Contrastingly, most schools in the U.S. focus on a “well-rounded” education and emphasize being involved in student leadership, clubs, sports, and even part-time work. While I am personally very thankful for my experiences outside the classroom and feel incredibly influenced by the hobbies I’ve developed, I have to admit that for some students in America these extracurriculars can become a distraction from academics and may result in the generally lower average on standardized tests as compared to other parts of the world like South Korea.
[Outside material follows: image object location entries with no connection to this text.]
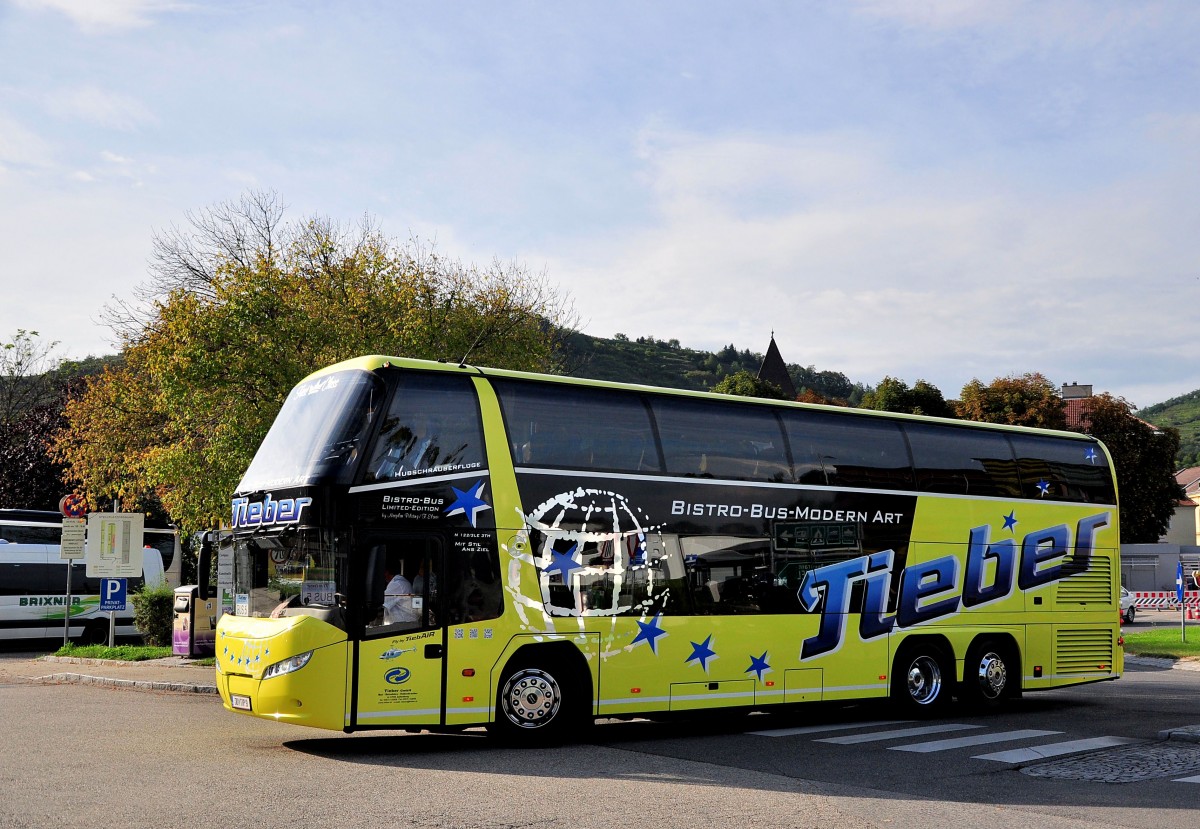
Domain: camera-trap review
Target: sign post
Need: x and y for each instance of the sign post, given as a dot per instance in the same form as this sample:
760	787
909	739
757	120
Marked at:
114	554
75	529
113	593
1179	596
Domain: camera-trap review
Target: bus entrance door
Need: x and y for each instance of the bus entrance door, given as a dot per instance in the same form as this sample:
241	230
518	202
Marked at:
401	656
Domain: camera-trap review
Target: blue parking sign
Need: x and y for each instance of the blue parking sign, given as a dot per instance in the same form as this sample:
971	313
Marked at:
112	594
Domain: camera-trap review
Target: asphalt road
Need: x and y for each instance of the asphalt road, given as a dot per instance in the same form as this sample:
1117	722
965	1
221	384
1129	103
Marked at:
114	757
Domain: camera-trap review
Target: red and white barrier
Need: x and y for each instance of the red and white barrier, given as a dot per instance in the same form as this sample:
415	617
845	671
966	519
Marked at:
1164	600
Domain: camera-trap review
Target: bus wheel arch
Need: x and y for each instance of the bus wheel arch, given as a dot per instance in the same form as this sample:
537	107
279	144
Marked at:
923	674
545	691
991	671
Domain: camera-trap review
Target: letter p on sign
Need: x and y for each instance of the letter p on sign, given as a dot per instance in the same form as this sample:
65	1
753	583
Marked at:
112	594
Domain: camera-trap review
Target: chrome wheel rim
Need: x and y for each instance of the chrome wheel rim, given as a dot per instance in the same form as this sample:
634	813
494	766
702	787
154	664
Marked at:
993	676
531	698
924	680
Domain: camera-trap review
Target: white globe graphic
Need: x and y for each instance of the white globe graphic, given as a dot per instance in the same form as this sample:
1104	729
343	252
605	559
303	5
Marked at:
589	547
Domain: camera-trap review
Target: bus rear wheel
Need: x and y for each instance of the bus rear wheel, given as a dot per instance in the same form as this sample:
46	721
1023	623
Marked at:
533	706
921	680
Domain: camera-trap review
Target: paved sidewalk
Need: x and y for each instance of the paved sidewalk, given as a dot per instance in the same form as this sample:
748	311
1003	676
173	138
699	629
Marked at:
184	676
172	673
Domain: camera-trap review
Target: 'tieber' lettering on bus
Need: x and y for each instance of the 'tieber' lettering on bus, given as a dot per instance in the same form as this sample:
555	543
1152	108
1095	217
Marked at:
268	511
1039	562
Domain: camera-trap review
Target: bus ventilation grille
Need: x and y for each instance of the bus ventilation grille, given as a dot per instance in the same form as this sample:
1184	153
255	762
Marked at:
1079	652
1091	581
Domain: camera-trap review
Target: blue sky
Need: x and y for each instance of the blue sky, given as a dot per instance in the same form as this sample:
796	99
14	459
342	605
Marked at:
936	190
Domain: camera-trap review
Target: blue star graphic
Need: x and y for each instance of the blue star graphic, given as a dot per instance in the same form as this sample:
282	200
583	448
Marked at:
469	502
759	665
651	632
564	563
701	653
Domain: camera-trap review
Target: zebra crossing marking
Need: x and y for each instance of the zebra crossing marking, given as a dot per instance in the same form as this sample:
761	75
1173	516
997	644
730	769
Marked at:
817	730
1056	749
975	739
876	737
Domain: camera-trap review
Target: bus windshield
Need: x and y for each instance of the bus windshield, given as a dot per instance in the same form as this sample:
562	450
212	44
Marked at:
317	434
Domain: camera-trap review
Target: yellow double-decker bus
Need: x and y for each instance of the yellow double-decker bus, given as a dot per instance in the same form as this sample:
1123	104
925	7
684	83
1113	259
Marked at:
430	546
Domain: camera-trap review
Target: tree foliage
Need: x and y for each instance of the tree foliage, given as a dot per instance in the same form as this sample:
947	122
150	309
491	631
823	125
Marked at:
894	395
1030	400
243	306
30	410
748	384
1144	458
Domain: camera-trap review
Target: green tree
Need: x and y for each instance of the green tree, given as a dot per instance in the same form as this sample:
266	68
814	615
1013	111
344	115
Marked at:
31	394
240	308
1030	400
1144	460
894	395
28	378
748	384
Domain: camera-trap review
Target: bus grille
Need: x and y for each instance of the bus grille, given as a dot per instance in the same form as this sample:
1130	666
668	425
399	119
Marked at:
1090	583
1079	652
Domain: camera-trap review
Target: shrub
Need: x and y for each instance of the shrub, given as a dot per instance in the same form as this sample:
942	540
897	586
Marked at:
154	613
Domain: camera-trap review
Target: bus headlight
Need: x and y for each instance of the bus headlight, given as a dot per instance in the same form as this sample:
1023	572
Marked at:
287	666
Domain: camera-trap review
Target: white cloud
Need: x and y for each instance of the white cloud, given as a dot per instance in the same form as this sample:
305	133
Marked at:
941	14
21	146
100	107
861	268
95	16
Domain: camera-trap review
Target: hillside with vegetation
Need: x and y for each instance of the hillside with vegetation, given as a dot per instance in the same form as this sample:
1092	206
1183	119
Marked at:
1183	414
665	362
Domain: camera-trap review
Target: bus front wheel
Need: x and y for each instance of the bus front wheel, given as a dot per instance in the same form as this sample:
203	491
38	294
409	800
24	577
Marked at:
921	682
988	674
533	706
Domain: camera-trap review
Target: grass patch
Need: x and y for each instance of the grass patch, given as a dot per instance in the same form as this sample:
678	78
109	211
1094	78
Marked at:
1164	642
124	653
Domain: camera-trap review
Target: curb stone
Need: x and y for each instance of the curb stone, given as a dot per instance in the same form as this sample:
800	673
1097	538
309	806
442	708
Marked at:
138	684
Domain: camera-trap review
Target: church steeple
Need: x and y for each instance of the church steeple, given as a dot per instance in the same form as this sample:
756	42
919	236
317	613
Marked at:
774	370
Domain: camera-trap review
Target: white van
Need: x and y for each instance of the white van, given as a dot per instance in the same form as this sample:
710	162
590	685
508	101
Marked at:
33	594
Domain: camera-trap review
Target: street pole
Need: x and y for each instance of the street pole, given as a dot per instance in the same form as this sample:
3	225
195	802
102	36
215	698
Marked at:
66	614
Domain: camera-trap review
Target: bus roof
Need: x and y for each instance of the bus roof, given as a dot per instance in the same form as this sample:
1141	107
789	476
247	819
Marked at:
376	361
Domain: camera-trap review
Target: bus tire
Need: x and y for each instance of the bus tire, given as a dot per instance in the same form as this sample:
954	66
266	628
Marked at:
922	679
537	704
989	674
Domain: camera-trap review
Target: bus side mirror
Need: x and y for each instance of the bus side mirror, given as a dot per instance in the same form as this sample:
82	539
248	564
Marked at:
203	565
375	584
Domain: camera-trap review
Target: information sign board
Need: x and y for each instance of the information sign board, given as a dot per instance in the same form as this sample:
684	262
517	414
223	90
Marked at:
114	545
75	530
113	593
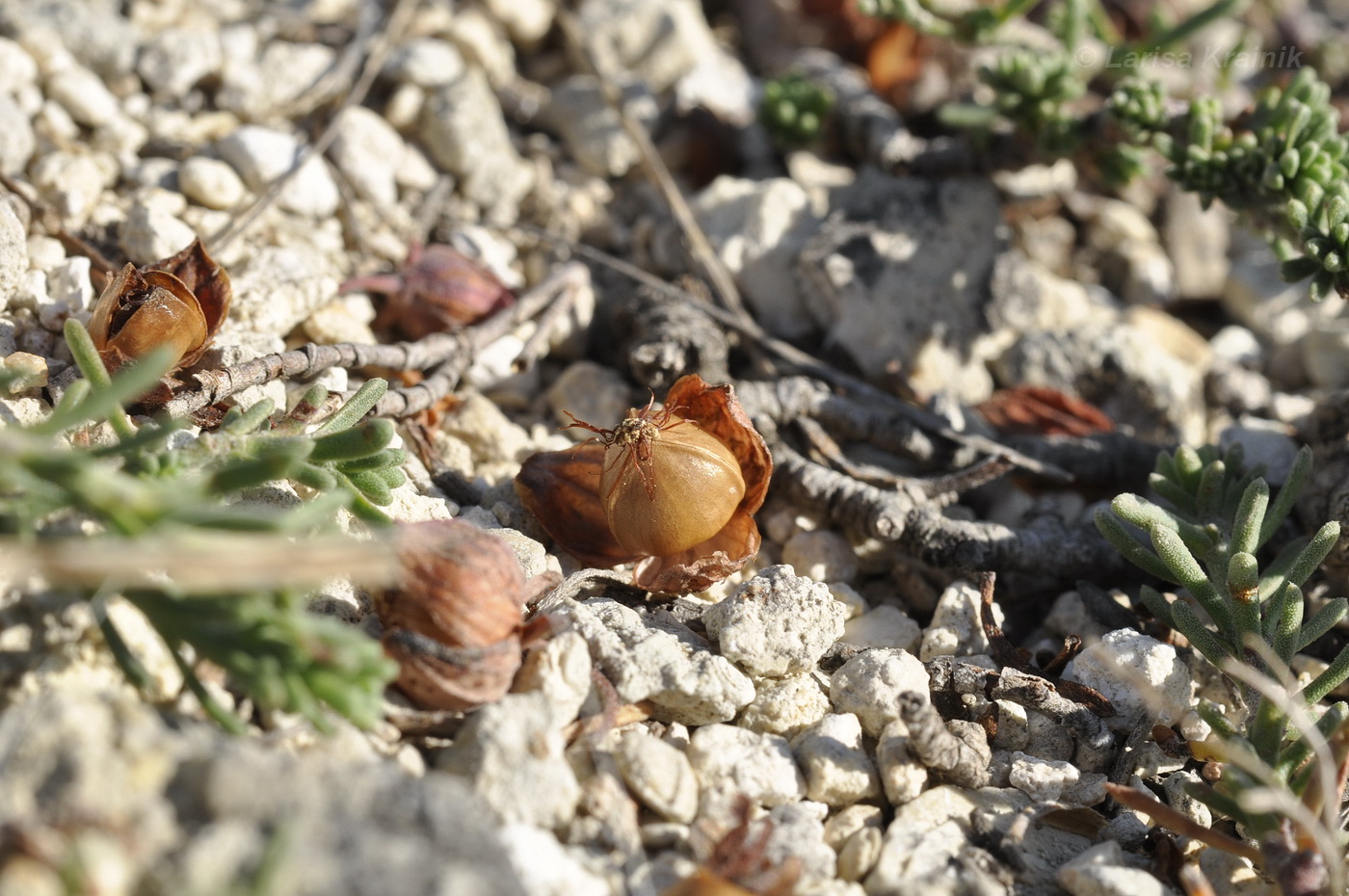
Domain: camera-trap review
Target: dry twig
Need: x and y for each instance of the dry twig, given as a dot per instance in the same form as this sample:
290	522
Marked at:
445	354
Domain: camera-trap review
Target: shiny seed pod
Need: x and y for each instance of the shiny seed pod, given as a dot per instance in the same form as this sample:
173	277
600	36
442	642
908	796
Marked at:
667	485
179	302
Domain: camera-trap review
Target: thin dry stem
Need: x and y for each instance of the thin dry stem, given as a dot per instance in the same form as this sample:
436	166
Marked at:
1180	824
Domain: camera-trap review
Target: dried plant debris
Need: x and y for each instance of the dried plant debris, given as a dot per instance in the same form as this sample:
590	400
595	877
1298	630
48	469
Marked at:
570	448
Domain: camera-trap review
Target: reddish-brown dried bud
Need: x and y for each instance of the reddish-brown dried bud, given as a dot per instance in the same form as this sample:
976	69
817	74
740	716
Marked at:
464	590
179	302
674	488
437	289
1042	410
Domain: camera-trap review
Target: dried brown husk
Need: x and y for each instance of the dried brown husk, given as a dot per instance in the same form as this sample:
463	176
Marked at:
562	490
462	587
437	289
179	302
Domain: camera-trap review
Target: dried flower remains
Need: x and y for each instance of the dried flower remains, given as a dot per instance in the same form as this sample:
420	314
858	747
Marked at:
455	623
674	488
438	289
179	302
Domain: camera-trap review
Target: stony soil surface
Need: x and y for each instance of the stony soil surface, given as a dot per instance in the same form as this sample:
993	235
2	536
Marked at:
779	693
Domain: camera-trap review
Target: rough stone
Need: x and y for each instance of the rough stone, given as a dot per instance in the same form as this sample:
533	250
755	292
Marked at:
870	684
1102	871
658	775
512	751
886	626
732	760
260	155
211	182
822	555
367	150
838	771
957	627
463	130
658	660
785	706
1137	673
776	623
758	228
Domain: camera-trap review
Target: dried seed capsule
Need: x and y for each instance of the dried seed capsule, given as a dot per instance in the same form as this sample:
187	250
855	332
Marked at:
667	485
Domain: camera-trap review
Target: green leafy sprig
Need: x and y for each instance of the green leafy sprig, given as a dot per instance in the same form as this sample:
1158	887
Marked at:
142	486
1210	519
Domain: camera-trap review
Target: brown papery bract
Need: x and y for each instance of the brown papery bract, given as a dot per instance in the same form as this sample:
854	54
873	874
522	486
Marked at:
674	488
463	589
179	302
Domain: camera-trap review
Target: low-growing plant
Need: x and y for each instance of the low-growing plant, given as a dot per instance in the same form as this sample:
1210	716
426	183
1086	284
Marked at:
1281	164
1282	765
148	491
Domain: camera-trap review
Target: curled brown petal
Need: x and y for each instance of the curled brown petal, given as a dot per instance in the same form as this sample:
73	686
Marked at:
139	312
717	410
441	680
703	565
562	490
461	585
206	281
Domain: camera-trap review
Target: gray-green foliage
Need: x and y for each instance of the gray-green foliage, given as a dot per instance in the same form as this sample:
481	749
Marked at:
795	108
138	486
1203	533
1282	165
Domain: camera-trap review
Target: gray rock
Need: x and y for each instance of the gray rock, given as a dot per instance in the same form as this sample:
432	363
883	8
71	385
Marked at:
870	684
256	90
1139	675
463	128
548	868
660	660
512	753
1102	871
279	286
525	20
785	706
206	807
838	771
957	626
1263	441
928	849
731	760
658	42
93	31
150	232
776	623
17	69
260	155
13	252
367	150
886	626
591	391
591	130
658	775
799	831
933	243
16	137
211	182
822	555
1123	369
83	94
901	775
73	182
428	63
175	60
1197	241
Pros and cons certainly exist on both sides of the spectrum, and after analyzing other school systems such as Finland and Germany, we agreed that different systems work for different regions and it would be incredibly hard if not impossible to create a system that would work for everyone. Although some Korean students may dislike their school system, I have to admit that I am very impressed by many aspects of it and think that the United States’ education system could be positively impacted by some of their models. For example, their work ethic is nearly unparalleled to any other group of students I’ve interacted with. I’m constantly impressed by their dedication and ability to maintain a positive attitude while doing so. Likewise, teachers in Korea are paid nearly the same as doctors, showing the emphasis Korea places on education. Since students will someday be the next generation of leaders, I believe that teachers should be valued more in the United States: motivated teachers often result in motivated students. One of the best things I learned from being homeschooled for 9 years was to develop a love of learning. More than anything else, this is what will transform school systems in both America and around the world. When we start appreciating knowledge and recognizing that every day is an opportunity to learn, we will begin to diminish apathy, embrace activism, and lead in innovation.